It was her Christian faith that changed things for the better, and today she also serves her Marlborough community as a pastor with her husband, Afi. It’s allowed her to talk openly.
“I believe if we don’t break the code of silence, how are we gonna break this, how are we gonna break the generational cycles that are happening?”
She’s now encouraging other women to be comfortable with themselves.
“One of the main things I find, especially with women, is value – not believing themselves, not believing in who they are and what they bring to this world.”
“So I like to think of my business as the ultimate hype girl.”
Saolelagi Va’aelua started one-on-one sessions with Lynette since moving to Blenheim from Auckland six months ago.
“A lot of the lessons are from how I actually view and see myself, so a lot of the things I see are like, ‘Man, I can’t really plan a future if i’m still dealing with my own grievances’, and a lot of that stuff has to come from me first before I can give solid advice to those around me,” she says.

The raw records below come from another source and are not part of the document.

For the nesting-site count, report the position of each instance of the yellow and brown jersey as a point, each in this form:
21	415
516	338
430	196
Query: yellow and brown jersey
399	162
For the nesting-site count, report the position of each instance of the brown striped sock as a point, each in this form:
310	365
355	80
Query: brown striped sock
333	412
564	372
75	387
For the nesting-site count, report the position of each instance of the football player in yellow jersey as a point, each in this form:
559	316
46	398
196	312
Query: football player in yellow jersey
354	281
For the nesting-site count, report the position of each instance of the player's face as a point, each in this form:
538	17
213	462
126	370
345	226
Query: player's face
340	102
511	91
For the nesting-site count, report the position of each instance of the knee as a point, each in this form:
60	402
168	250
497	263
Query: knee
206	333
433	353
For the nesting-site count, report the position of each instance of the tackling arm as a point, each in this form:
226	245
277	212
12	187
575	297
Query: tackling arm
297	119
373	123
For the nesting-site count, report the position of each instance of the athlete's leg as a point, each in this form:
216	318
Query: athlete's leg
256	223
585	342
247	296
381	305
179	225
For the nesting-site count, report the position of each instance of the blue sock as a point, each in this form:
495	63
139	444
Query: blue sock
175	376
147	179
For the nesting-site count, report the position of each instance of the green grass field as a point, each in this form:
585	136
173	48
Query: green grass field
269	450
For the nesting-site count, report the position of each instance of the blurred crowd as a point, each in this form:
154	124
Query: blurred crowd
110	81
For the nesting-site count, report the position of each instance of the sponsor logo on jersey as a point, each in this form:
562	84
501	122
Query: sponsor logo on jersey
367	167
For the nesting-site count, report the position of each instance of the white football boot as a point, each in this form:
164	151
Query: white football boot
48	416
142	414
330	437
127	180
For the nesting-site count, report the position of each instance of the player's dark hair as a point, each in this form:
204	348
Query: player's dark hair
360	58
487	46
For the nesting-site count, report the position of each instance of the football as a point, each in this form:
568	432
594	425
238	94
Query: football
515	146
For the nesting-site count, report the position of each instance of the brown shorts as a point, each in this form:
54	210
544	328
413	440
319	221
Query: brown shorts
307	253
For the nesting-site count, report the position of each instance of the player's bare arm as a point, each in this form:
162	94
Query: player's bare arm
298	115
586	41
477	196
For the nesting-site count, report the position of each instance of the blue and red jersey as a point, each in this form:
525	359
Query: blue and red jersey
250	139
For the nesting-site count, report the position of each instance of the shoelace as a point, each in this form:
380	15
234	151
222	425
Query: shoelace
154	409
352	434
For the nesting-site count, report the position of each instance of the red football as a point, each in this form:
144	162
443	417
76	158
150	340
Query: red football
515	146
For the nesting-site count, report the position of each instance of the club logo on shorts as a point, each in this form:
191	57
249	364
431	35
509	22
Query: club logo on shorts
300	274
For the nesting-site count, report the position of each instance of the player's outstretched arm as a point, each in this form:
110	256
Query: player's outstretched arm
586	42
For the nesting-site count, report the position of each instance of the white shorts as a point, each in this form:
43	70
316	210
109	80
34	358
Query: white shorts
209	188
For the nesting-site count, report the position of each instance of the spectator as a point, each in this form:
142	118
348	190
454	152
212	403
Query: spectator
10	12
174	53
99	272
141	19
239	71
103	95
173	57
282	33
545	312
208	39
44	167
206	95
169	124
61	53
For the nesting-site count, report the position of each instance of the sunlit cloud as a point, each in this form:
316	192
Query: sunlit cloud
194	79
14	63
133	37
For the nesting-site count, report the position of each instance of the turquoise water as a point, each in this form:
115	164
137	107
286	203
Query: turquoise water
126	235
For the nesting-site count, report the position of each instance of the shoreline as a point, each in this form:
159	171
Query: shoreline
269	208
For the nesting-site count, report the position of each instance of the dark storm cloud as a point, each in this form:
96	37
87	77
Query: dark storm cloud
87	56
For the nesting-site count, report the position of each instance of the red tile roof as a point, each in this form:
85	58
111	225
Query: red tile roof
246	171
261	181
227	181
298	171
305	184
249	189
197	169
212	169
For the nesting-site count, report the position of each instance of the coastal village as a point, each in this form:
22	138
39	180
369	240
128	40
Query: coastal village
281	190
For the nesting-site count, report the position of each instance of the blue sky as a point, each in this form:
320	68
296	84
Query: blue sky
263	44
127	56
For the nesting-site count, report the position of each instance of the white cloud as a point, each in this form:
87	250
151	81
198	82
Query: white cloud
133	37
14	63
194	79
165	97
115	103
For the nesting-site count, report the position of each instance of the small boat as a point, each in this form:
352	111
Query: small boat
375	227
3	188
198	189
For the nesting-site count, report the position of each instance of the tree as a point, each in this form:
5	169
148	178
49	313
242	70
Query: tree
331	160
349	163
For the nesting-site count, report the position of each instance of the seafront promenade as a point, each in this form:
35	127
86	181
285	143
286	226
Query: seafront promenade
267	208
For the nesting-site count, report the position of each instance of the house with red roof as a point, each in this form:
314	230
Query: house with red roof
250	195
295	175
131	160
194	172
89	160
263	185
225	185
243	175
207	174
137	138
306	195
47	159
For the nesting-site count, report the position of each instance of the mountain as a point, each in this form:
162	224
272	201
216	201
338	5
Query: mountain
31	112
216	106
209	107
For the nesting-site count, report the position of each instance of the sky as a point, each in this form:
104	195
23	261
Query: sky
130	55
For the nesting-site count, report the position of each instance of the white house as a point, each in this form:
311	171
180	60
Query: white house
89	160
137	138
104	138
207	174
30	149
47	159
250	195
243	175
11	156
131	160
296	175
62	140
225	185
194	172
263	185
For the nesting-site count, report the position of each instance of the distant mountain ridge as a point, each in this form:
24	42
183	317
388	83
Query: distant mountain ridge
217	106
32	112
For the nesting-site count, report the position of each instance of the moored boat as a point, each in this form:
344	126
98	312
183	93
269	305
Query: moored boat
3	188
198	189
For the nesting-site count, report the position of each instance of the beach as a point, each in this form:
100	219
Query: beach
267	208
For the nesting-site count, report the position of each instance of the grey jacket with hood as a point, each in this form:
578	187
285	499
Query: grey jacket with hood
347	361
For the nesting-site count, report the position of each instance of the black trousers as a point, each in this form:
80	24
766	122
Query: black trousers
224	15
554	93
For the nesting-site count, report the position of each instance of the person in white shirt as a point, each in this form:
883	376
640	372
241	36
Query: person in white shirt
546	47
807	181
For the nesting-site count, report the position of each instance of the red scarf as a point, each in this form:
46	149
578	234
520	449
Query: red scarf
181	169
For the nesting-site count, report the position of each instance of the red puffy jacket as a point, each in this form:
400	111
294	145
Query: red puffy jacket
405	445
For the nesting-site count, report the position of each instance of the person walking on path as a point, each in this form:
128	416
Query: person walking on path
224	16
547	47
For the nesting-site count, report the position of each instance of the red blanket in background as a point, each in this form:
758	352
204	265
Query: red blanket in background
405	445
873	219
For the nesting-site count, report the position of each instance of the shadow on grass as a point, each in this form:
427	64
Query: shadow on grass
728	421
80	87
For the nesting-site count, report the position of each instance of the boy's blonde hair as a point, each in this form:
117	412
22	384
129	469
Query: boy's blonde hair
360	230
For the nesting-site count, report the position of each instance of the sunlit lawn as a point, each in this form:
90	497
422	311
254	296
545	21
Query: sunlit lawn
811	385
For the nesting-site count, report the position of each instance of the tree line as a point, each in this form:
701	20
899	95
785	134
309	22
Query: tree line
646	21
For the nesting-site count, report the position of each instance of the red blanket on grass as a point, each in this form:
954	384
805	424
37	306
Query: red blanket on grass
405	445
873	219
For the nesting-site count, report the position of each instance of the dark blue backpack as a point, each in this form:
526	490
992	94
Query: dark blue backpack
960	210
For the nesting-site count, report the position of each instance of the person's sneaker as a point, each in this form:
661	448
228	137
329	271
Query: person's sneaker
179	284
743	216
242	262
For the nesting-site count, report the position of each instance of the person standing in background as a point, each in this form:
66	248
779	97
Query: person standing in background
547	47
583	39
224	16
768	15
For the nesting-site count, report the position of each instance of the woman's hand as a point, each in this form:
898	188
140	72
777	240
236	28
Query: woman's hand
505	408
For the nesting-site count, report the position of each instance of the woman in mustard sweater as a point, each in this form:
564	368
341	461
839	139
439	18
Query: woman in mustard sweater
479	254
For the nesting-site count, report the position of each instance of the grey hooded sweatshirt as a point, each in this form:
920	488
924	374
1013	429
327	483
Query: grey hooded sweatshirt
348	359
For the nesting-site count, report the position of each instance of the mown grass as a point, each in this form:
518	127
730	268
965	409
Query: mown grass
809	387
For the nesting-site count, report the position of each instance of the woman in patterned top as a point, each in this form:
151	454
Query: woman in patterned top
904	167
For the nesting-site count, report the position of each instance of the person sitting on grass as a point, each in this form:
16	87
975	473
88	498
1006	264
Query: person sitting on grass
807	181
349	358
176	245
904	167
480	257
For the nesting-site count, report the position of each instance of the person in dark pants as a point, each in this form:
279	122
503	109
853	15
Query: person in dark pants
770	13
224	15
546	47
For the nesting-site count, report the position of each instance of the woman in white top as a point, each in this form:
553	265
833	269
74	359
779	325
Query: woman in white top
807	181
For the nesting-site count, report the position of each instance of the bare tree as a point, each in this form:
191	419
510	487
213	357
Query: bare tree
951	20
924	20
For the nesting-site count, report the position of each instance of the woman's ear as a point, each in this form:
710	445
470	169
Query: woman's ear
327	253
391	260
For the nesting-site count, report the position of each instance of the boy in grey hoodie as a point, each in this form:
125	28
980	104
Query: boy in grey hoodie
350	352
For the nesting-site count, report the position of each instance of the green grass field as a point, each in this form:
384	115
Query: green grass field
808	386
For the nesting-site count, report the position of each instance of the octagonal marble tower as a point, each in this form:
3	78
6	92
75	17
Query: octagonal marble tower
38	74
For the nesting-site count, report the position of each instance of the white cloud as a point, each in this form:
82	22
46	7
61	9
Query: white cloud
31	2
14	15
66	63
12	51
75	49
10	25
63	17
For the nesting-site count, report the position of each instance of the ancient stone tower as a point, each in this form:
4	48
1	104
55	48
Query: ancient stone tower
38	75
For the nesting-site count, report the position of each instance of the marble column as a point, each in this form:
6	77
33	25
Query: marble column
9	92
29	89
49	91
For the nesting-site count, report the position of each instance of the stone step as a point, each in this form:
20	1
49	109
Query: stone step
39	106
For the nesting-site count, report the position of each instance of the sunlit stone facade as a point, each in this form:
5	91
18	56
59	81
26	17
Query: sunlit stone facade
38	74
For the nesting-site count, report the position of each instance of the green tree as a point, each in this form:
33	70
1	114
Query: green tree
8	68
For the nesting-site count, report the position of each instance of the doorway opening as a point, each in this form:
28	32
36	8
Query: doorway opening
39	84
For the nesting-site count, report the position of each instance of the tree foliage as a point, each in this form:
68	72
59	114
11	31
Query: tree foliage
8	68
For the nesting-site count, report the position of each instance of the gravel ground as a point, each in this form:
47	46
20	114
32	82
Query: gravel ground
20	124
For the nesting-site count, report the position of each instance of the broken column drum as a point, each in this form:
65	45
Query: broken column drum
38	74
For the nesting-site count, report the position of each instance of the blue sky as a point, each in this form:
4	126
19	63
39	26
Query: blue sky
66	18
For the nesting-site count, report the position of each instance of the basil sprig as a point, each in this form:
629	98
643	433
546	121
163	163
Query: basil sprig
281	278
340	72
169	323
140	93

Lynette’s quest to help others find their self-confidence is also reinforced by her most recent venture called Lipstick Lioness, which encourages women through makeup and skincare.
“The thing I think I love about this makeup business is that I’m able to do it from anywhere, like I do it when I pick up the kids from school, just before they come out of the gates; I’m able to do a quick tutorial to share with the women and motivate them from my car.”
Lynette says it’s just the start of more good things to come.
“I wanna develop courses and programmes; I would like to create job opportunities – I’d love to have a pride of lionesses who do what I do and employ them to do it.”